Omicron Subvariant BA.2.12.1 Poised To Become Dominant In U.S. This Week; Already Driving Covid Hospitalizations In New York

covid omicron ba.2.12.1
Covid molecule NIAID

In the past few weeks, everyone from late night hosts to country stars to comedians to many at the White House, including Vice President Kamala Harris, has contracted Covid.
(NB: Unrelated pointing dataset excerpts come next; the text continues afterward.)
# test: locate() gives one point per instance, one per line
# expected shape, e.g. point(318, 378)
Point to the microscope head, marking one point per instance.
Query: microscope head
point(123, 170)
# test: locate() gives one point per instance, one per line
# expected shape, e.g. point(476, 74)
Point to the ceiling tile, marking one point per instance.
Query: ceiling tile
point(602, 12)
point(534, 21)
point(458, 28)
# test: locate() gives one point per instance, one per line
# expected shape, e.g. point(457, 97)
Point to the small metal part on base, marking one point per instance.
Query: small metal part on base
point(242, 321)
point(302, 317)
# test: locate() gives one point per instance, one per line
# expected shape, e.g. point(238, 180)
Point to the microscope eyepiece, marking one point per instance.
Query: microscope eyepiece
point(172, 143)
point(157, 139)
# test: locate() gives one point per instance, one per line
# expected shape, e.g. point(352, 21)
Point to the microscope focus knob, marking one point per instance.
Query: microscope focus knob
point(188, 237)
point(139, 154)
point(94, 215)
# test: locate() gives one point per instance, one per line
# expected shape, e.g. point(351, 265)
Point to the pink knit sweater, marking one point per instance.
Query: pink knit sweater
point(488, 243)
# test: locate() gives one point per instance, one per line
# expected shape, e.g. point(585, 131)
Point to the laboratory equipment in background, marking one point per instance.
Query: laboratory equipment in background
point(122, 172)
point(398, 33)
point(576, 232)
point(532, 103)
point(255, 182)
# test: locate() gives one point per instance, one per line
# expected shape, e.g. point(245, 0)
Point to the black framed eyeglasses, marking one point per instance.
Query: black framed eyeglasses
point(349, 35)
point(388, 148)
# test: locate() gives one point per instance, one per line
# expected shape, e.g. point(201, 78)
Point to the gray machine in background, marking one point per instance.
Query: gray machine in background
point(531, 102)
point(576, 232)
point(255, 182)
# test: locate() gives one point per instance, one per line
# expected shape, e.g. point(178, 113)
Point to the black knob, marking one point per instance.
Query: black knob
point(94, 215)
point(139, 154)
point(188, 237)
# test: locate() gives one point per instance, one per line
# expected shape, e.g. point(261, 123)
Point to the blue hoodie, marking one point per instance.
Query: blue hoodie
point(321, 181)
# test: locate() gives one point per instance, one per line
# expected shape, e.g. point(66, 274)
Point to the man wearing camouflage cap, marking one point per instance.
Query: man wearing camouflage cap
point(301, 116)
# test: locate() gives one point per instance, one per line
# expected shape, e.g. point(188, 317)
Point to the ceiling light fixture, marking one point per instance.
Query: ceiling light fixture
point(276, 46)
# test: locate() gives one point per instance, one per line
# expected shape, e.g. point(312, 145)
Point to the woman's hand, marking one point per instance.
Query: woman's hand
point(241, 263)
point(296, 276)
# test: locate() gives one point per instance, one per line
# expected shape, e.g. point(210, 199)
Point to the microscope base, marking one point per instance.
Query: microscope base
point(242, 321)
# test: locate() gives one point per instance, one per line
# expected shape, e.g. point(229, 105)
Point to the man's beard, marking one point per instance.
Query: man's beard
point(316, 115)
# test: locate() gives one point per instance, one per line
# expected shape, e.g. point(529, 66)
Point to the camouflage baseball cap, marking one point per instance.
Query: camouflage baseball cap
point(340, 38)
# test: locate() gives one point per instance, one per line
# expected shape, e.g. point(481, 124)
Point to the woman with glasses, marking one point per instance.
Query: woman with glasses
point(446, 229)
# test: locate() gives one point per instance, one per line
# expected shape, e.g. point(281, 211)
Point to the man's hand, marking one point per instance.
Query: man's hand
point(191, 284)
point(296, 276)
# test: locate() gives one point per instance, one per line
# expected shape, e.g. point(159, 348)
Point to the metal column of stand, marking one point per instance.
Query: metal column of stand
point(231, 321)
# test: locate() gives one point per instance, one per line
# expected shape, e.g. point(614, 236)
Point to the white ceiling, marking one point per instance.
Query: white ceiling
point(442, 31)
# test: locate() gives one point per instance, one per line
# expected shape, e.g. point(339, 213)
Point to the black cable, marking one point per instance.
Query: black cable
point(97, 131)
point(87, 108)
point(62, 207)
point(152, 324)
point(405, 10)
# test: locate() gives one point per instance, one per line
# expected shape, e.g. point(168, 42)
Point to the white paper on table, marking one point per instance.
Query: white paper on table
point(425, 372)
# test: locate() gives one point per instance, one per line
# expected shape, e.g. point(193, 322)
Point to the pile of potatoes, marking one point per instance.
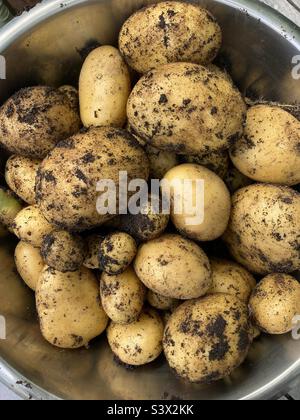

The uptick in boldfaced names testing positive is not a coincidence.

Centers for Disease Control and Prevention data released today shows BA.2.12.1, thought to be 30% more infectious than BA.2, is poised to become the dominant variant in the United States.

Seven weeks ago, Americans got the news of what was then the latest in several waves of new Omicron variants, each more infectious than the rest. BA.2.12.1 is actually a subvariant of BA.2, which was at that point pushing out the original Omicron. Before March 19, BA.2.12.1 and sister subvariant BA.2.12.2 made up only 1.5% of newly-sequenced positive tests.

By last week, BA.2.12.1 had beaten out its sister sublineage for a 36.5% share of all newly-sequenced positive Covid tests. This week, that number has jumped to 42.6%, making it very likely that BA.2.12.1 will become the dominant variant in the country in the next 7-10 days.

A chart showing the growth of BA.2.12.1 (in red) vs. BA.2 (in pink) CDC

In the region comprised of New York, New Jersey and Connecticut, where the subvariant was first identified, it is already tied to 66% of new cases sequenced. As of the past weekend, hospitalizations and deaths in New York were up 38% and 24%, respectively.

It’s important to note that BA.2 had already begun sending those numbers up before BA.2.12.1 took hold, but the new variant seems to be supercharging the increases in those important categories.

Across Pennsylvania, West Virginia and Virginia, BA.2.12.1 makes up 48% of new cases. The Southeast is close behind, with 45% of new infections now associated with the subvariant. See map below for a regional look at the U.S. updated today by the Centers for Disease Control and Prevention.

A chart showing the share of BA.2.12.1 (in red) vs. BA.2 (in pink) in regions across the U.S. CDC

If there is good news in the new data, it’s that the next wave of Omicron variants — called BA.4 and BA.5 and thought to be even more transmissible than BA.2.12.1 — have not seen the same rate of spread in the U.S. since their arrival here on March 19. Their share remains minuscule, with only 19 cases detected Stateside since March 19.